Closing sub-standard private medical colleges

MOHAMMAD Nasim, the new Health Minister has cancelled the primary approval of 12 private medical colleges, claiming ‘lapses’ in the approval process as the main cause to prompt their cancellation. While meeting the functionaries of the Bangladesh Health Reporters’ Forum at his office, the Minister said that he had decided to review the process in view of the gross irregularities in the approval process and shortcomings to fulfil the conditions.
We know that the former health minister AFM Ruhal Haque had given the provisional approval to those medical colleges in October last year towards the end of the previous Awami League government’s tenure. The sanction provoked sharp criticisms as the country already had 54 private medical colleges, in addition to 23 government’s run medical colleges. Reports said most of the newly approved medical colleges were owned by persons close to the ruling party.

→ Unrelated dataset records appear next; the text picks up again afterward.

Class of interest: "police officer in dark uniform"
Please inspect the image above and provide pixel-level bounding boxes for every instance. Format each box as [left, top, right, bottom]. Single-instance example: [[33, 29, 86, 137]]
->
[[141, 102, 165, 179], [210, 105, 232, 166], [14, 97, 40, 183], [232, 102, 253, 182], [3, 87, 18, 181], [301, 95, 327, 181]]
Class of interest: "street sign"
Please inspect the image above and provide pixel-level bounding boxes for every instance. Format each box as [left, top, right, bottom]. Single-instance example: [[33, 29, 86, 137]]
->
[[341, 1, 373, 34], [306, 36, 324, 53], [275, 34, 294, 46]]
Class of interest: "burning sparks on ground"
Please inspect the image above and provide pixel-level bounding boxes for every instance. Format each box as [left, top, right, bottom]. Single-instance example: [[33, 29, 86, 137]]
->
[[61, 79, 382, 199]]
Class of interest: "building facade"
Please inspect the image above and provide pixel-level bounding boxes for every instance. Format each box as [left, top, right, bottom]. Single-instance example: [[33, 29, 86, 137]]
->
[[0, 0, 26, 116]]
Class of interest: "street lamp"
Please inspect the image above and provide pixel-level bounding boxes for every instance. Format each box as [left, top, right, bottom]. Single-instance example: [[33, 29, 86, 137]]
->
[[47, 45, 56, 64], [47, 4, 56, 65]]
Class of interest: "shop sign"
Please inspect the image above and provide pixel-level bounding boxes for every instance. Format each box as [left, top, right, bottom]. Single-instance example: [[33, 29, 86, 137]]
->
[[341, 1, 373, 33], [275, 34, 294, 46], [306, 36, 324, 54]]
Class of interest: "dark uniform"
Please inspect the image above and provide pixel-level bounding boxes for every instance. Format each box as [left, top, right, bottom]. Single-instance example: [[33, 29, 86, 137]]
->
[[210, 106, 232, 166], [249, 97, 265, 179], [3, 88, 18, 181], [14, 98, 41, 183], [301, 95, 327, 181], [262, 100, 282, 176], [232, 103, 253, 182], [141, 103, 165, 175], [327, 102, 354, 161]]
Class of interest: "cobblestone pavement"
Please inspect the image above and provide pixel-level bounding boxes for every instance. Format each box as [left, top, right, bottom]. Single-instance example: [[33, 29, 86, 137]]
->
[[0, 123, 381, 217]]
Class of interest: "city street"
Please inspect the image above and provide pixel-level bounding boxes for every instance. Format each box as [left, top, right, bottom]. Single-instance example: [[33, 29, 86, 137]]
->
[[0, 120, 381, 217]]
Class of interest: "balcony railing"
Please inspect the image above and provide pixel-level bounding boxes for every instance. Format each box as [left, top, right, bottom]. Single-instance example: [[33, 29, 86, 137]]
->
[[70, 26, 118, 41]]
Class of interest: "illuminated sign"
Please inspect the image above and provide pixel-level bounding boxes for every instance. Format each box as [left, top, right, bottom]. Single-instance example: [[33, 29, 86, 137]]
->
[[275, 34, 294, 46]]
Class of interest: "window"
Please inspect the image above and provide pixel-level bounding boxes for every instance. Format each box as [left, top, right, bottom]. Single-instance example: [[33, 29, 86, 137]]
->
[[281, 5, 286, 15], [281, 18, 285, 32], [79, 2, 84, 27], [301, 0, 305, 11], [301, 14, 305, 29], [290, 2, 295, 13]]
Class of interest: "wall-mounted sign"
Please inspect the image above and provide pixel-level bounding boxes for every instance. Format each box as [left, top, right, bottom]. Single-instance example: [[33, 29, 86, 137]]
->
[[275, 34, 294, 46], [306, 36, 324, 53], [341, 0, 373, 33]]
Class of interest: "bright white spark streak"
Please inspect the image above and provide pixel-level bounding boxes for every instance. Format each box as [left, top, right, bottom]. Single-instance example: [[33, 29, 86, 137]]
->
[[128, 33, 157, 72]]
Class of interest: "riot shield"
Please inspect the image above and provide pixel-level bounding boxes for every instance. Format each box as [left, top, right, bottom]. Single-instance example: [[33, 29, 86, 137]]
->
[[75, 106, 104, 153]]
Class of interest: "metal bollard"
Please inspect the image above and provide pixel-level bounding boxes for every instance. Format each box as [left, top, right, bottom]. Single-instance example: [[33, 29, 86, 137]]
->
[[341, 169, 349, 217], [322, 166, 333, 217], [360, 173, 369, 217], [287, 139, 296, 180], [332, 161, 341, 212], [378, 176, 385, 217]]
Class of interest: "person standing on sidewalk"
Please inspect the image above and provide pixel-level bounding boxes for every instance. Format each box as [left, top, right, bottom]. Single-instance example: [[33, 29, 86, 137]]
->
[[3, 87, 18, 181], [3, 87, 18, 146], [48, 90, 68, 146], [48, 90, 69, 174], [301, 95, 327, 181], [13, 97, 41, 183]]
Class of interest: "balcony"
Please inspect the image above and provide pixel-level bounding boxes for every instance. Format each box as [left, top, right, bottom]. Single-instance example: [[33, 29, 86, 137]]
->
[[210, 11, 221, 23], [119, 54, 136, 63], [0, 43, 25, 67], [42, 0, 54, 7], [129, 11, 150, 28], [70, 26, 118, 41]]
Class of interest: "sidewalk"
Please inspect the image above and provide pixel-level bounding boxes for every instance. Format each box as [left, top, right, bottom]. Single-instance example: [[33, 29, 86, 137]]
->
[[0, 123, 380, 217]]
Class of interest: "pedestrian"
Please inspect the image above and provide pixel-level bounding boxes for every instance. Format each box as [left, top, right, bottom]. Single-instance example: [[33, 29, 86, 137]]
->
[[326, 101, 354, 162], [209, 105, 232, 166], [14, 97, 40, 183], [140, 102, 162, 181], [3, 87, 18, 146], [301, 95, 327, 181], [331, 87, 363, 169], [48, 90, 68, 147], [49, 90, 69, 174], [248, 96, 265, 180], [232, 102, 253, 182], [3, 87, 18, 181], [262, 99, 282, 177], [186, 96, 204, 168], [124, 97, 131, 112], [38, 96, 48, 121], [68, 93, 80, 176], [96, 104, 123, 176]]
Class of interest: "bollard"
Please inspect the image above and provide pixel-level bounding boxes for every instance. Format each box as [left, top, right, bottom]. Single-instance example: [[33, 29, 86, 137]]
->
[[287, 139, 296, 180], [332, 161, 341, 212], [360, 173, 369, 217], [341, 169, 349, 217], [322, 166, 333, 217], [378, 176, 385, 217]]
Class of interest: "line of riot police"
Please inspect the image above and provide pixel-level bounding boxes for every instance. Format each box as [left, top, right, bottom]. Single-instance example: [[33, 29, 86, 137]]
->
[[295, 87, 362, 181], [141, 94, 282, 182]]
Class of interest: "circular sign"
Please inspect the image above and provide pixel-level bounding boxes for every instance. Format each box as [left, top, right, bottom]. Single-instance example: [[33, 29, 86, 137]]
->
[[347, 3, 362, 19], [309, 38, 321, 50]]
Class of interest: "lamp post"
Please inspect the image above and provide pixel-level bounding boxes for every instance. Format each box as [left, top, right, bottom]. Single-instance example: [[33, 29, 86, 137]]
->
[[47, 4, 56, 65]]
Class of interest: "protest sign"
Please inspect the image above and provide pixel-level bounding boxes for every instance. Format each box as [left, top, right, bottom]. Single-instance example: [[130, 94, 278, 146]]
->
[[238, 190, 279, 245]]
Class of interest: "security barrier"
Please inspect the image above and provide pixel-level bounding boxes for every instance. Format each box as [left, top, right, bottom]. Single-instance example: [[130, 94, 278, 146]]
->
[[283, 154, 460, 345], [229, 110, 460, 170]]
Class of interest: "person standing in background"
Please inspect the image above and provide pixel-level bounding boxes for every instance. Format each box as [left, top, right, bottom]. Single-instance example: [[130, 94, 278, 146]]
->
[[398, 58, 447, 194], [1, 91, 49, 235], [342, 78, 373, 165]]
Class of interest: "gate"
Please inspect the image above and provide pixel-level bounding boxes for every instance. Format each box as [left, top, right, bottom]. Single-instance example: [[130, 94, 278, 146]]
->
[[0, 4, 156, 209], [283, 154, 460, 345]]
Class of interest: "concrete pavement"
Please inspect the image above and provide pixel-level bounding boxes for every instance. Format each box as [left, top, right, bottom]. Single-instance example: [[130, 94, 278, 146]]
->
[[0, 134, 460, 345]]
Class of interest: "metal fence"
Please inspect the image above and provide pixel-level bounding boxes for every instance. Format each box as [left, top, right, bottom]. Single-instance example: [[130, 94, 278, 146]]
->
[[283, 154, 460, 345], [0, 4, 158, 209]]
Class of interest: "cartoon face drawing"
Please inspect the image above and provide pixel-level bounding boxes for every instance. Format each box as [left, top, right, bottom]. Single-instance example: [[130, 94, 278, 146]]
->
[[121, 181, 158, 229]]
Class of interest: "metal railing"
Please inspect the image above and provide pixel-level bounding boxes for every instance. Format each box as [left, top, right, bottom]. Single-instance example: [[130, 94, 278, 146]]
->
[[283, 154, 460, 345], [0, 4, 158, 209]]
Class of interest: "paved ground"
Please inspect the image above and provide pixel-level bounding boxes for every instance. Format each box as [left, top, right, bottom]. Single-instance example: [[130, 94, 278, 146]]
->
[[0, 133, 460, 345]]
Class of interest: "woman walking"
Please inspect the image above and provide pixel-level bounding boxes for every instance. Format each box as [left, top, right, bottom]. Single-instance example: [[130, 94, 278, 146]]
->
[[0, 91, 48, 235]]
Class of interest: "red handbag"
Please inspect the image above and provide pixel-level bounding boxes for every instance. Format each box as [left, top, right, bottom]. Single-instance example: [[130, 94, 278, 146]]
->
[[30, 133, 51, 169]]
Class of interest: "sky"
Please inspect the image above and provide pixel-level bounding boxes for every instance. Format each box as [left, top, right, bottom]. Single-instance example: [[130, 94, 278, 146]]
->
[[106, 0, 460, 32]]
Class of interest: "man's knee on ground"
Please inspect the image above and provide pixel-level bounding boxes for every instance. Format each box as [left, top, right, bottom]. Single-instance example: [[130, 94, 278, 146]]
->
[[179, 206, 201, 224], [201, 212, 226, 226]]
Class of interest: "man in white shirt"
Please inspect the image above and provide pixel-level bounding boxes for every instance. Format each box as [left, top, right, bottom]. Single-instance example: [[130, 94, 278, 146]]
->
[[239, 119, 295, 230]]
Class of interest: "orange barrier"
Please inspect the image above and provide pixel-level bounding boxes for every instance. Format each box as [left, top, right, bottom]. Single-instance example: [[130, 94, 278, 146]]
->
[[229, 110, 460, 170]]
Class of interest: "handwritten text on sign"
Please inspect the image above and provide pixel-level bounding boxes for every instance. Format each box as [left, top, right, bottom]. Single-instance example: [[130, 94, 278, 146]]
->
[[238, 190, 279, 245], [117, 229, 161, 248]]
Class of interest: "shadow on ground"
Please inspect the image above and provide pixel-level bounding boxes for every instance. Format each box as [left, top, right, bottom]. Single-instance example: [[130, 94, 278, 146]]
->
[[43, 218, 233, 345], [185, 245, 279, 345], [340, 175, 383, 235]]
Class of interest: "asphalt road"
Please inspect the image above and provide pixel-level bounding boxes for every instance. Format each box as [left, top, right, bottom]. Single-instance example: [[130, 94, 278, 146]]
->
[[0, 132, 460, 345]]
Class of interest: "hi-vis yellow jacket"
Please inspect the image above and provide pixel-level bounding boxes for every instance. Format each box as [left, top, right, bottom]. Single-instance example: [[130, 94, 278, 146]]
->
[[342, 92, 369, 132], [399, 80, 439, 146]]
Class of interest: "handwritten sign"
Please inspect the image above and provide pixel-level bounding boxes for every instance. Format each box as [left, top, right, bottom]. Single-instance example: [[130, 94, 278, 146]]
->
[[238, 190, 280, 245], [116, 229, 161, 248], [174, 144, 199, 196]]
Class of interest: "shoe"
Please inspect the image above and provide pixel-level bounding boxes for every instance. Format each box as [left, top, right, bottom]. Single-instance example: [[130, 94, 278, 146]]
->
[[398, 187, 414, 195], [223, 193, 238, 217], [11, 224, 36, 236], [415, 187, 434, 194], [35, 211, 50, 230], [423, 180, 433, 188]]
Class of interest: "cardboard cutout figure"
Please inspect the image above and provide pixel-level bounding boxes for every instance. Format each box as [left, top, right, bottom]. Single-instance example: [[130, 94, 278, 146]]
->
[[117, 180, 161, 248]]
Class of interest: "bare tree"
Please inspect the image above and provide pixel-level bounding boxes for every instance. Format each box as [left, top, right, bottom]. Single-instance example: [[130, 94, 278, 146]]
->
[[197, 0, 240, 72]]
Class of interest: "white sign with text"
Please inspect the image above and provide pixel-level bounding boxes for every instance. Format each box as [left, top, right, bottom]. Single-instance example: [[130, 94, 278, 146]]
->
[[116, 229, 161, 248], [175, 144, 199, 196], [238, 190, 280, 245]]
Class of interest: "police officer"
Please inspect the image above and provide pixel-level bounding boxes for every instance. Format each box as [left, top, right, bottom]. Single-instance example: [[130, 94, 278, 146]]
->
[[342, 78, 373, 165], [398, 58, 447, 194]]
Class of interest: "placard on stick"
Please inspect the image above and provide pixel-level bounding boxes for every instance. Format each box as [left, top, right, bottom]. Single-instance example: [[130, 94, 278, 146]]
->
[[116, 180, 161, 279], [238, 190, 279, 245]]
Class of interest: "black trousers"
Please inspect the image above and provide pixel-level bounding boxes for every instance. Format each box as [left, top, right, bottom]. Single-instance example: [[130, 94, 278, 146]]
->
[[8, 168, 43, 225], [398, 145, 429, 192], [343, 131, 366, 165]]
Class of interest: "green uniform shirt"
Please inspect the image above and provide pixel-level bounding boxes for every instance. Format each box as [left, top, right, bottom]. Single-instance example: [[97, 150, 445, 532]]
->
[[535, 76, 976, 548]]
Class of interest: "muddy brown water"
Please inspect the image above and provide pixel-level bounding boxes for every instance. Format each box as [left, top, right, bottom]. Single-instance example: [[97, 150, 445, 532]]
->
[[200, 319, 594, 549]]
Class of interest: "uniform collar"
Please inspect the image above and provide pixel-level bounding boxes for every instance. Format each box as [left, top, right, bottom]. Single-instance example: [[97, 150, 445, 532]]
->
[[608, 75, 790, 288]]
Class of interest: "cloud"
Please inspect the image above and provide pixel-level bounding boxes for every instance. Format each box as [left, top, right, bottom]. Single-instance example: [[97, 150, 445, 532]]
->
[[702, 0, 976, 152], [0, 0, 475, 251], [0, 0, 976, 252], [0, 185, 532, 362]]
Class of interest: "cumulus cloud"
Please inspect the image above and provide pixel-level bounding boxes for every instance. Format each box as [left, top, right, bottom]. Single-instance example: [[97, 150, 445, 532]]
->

The Director of Medical Education Prof ABM Abdul Hannan said the cancellation was ordered as “some medical colleges were not fulfilling the requirements”. Hannan had earlier led the inspections of those colleges before the primary approval was granted. After that, a proposed private medical college has to take academic approval from the Health Ministry. The final approval comes from the university authorities.
It appears quite surprising as to why a minister at the fag end of the tenure of the government ventured to give approval to so many medical colleges only to appear it quite unjustified to another minister of the ruling party who has taken over the ministry immediately on his removal from the post. It is true that the former health minister has lost credibility and also facing the probe of the Anti-Corruption Commission (ACC) on his wealth. Naturally question arises whether or not the probe also has elements related to sanctioning of the colleges.  
The report said, a hospital with at least 70 percent bed occupancy and 10 percent free beds, infrastructure for teaching basic subjects – anatomy, physiology and biochemistry, body dissection facilities, and library are some of the key requirements for primary approval. A student must have moreover a minimum 120 score out of 200 to enroll in any private medical college. The new Health Minister is reported to have turned down a request of private medical college owners to lower the enrolment score. It appears that most of these medical colleges were set up on commercial motive to admit low grade students at high admission fees ranging from Tk 10 lakhs at the minimum.
We appreciate the move of the Health Minister that he could finally get around to understanding the axiom that no education is better than poor education. Instead of turning out low quality physician from such colleges with inadequate infrastructures, the government has taken the bold step of closing these colleges which do not have proper infrastructure facilities. It could have been dangerous. This may also remove some of the stigma that the government only gives approval to colleges whose owners have close links to the ruling party. We welcome the move and hope for similar aggressive moves in all spheres of governance.